La propuesta era tan sensata que Schmucke la aceptó sin rechistar.

—Ahora que, con el señor Pons, mutis; porque ya sabe usté el mal efecto que le causaría si le dijéramos que por el momento va a dejar el teatro y sus lecciones; el pobre se imaginaría que ya no volvería a tener alumnas… ¡tontadas!… El señor Poulain dice que sólo salvaremos a nuestro bendito haciendo que se tome un descanso absoluto.

—¡Ah, pueno, pueno! Brebare la gomida, yo voy a hacer la lisda y le taré las tirecciones… Diene ustet razón, yo no ipa a turar mucho…

Al cabo de una hora, la Cibot con sus mejores galas domingueras, partía en un milord[164] ante el gran asombro de Rémonencq, prometiéndose representar dignamente el papel de mujer de confianza de los dos cascanueces en todos los pensionados, en todas las casas que habitaran alumnas de los dos músicos.

Sería inútil reproducir aquí toda la chismografía, ejecutada como las variaciones de un tema, a la que se entregó la Cibot al tratar con las directoras de los pensionados y con las diversas familias, y bastará la escena que se desarrolló en el despacho de director de EL ILUSTRE GAUDISSART, donde la portera logró penetrar no sin dificultades inauditas.
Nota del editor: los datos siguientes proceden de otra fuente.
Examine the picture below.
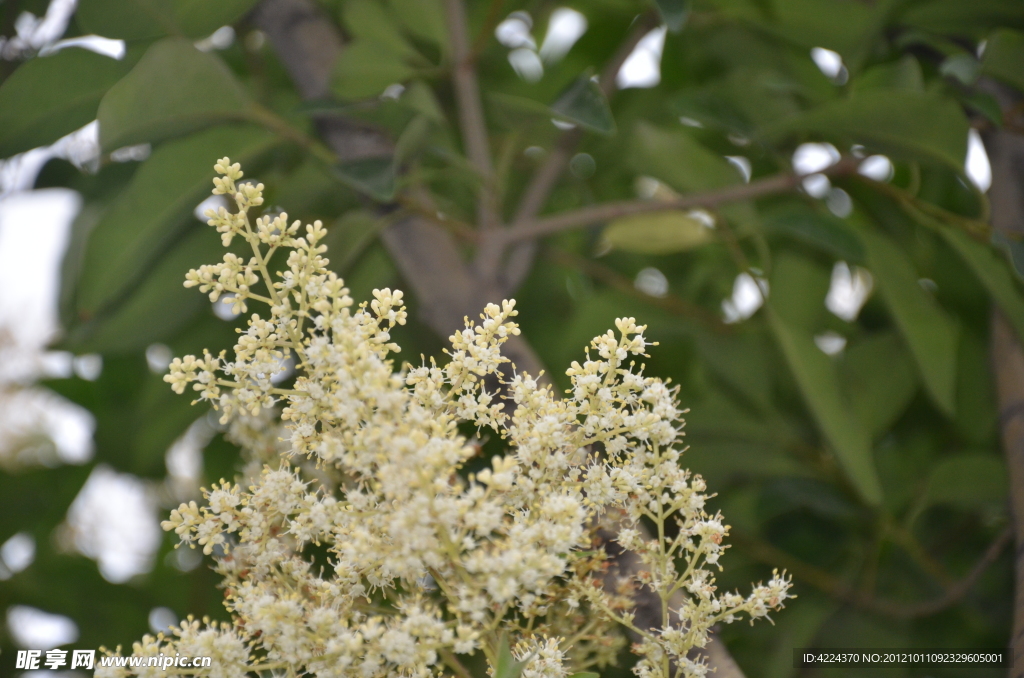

En París los directores de espectáculos están mejor protegidos que los reyes y los ministros. La causa de estas fuertes barreras que se elevan entre ellos y el resto de los mortales es fácil de comprender: los reyes sólo tienen que defenderse de las ambiciones; los directores de espectáculos deben temer el amor propio de artistas y de autores.

La Cibot salvó todos los obstáculos gracias a la súbita intimidad que se estableció entre ella y la portera. Los porteros se reconocen entre sí, como toda la gente de la misma profesión. Cada oficio tiene sus schibbolet[165], como tiene su insulto y sus estigmas.

—¡Ah! ¿De modo que usté es la portera del teatro? —había dicho la Cibot—. Yo sólo soy una pobre portera de una casa de la calle de Normandía donde vive el señor Pons, el director de orquesta de aquí. ¡Oh, qué feliz sería yo si pudiese estar en su lugar, viendo pasar siempre a los actores, a las bailarinas, a los autores! Como decía aquel actor antiguo, esto es como el bastón de mariscal de nuestra profesión.

—¿Y cómo sigue el bueno del señor Pons? —preguntó la portera.

—Pues no puede ir peor; piense usté que lleva ya dos meses sin levantarse de la cama, y es seguro que ya no sale de la casa si no es con los pies por delante.

—Será una gran pérdida…

—Sí. Yo vengo de parte suya para explicar la situación al señor director; o sea que necesitaría hablar con él…

—¡Una señora, de parte del señor Pons!

Y así fue como el empleado que se ocupaba del despacho anunció a la señora Cibot, gracias a la recomendación de la portera del teatro. Gaudissart acababa de llegar para un ensayo. El azar dispuso que nadie tuviera que hablar con él, que los autores de la obra y los actores se retrasasen; interesado por tener noticias de su director de orquesta, hizo un gesto napoleónico, y la Cibot entró.